Artikel 4 Maatstaf van heffing

De belasting wordt geheven naar het aantal honden dat wordt gehouden.

Artikel 5 Belastingtarief

  • 1. De belasting bedraagt per belastingjaar:

    • a.

      voor een eerste hond € 70,=;

    • b.

      voor een tweede hond € 89,=;

    • c.

      voor iedere hond boven het aantal van twee € 118,=.

  • 2. In afwijking van het voorgaande lid bedraagt de belasting voor honden, gehouden in kennels die zijn geregistreerd bij de Raad van beheer op kynologisch gebied in Nederland, € 162,= per kennel.
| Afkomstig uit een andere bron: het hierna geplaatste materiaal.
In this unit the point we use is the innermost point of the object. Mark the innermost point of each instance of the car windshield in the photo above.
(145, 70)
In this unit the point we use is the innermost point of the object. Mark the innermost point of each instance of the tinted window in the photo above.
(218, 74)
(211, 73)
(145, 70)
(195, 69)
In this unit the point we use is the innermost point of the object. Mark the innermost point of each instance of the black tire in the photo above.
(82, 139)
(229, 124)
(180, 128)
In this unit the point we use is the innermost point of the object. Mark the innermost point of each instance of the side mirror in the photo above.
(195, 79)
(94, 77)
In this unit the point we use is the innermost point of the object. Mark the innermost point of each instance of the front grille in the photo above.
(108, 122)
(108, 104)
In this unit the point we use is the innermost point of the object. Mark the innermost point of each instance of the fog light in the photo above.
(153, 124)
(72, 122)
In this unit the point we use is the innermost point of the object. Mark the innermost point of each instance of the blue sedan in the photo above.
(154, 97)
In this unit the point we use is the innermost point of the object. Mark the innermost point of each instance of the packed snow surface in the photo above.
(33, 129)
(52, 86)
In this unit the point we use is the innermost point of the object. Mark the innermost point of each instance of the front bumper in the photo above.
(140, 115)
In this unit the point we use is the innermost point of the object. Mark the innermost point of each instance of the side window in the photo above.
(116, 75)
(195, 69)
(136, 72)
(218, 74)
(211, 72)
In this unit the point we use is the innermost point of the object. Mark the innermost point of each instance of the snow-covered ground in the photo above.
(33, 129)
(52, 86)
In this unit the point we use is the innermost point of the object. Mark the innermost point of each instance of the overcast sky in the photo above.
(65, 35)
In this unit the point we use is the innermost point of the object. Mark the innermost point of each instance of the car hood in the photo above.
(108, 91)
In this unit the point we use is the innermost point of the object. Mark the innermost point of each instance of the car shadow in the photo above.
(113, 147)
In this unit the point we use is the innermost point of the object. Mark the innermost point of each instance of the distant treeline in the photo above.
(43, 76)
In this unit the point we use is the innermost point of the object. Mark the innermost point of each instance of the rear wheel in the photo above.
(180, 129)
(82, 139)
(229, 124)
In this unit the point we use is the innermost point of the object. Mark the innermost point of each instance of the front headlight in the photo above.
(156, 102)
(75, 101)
  • 3. Het tweede lid blijft buiten toepassing indien belastingplichtige schriftelijk verzoekt de verschuldigde belasting vast te stellen naar het werkelijke aantal honden indien blijkt dat dit bedrag lager is dan het op voet van het tweede lid bepaalde bedrag.

Artikel 6 Belastingjaar

Het belastingjaar is gelijk aan het kalenderjaar.

Artikel 7 Wijze van heffing

De belasting wordt bij wege van aanslag geheven.

Artikel 8 Ontstaan van de belastingschuld en heffing naar tijdsgelang

  • 1. De belasting is verschuldigd bij het begin van het belastingjaar of, zo dit later is, bij de aanvang van de belastingplicht.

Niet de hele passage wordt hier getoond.